O futuro imediato favorece que o penta B recorra ao militarismo para continuar a pautar a agenda pública, ainda que esteja na oposição. Isso porque, mesmo com a troca de governo, seguiremos dependentes do "boi" na economia. Reindustrializar o Brasil é condição essencial para dotar nossa sociedade da complexidade necessária à manutenção da democracia, mas é tarefa de longo prazo, o que indica que permaneceremos à mercê dos interesses do agronegócio e suas expressões socioculturais, que são legítimas, muito embora bastante limitadas economicamente e intelectualmente.

Assim, os latifúndios do mundo real projetam-se numa monocultura ideológica, com uma visão de mundo de baixa complexidade, que cai como uma luva no ideário simplório herdado da noção de segurança nacional da Guerra Fria. Nesse contexto, há um inimigo da nação — nesse caso, um suposto comunismo que reúne tudo que se opõe ao bolsonarismo. Tal inimigo operaria internacionalmente, na figura de governos estrangeiros e organizações globalistas, mas, sobretudo, teria forte presença interna, nos partidos políticos e segmentos sociais que não se ajoelham ao capitão.

Como militares chegaram a esse ponto de alienação? Seriam esses "boçalnaristas" a maioria da tropa? Não deixa de ser sintomático que em vilas militares Brasil afora, inclusive aquela onde Bolsonaro mantém seu domicílio eleitoral, no Rio de Janeiro, o atual presidente tenha obtido vitória esmagadora sobre Lula já no primeiro turno.

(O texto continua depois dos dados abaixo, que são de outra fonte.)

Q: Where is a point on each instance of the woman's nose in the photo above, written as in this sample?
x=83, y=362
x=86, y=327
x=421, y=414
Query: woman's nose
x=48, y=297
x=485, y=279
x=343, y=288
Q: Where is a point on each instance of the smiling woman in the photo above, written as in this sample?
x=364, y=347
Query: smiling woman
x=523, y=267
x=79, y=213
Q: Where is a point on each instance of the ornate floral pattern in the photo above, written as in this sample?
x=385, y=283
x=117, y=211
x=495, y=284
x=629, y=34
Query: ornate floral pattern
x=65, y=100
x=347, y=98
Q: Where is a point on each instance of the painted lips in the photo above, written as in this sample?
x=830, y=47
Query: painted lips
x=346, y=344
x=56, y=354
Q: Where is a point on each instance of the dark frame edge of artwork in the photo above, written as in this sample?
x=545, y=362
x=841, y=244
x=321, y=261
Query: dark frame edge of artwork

Desde a fundação da República até o fim da ditadura militar, o ethos dominante do militarismo brasileiro ecoou pressupostos positivistas com doses intermitentes de salvacionismo. A experiência bolsonarista no poder demonstrou que a espada de Caxias, embora sempre alinhada a interesses das elites dominantes, foi contaminada por uma espécie de salvacionismo messiânico. Longe de ser um pleonasmo, o termo cai como uma luva para descrever os efeitos da falta de racionalidade na tropa e altos comandantes, muitos dos quais ficaram do lado do presidente na falta de gerenciamento da pandemia.

Eis o maior fantasma do terceiro mandato de Lula: uma ameaça constante de golpe por parte dos mais radicais da caserna, os quais se regozijam de ver, na frente de quartéis bolsonaristas, órfãos conclamando por aberrações político-institucionais. Contra esses atos, o novo governo poderia investir na atualização do treinamento intelectual militar. Isso, porém, pareceria doutrinação às avessas num ambiente altamente polarizado.

Assim, o espectro boçal do bolsonarismo haverá de nos amedrontar por muitos anos. Seu impacto projeta-se além do novo ciclo presidencial e dos muros dos quartéis. Em última instância, os "boçalnaros"— de farda ou não — são a base social de uma direita retrógrada e, portanto, da nossa limitação como democracia e República. Clamores por ordem sem racionalidade não levam a progresso algum, mas formam um terreno fértil para que as vivandeiras floreçam no deserto de ideias dos quartéis e da direita brasileira em geral.

* Vinícius Rodrigues Vieira é doutor em relações internacionais por Oxford e leciona na Faap e em cursos MBA da FGV.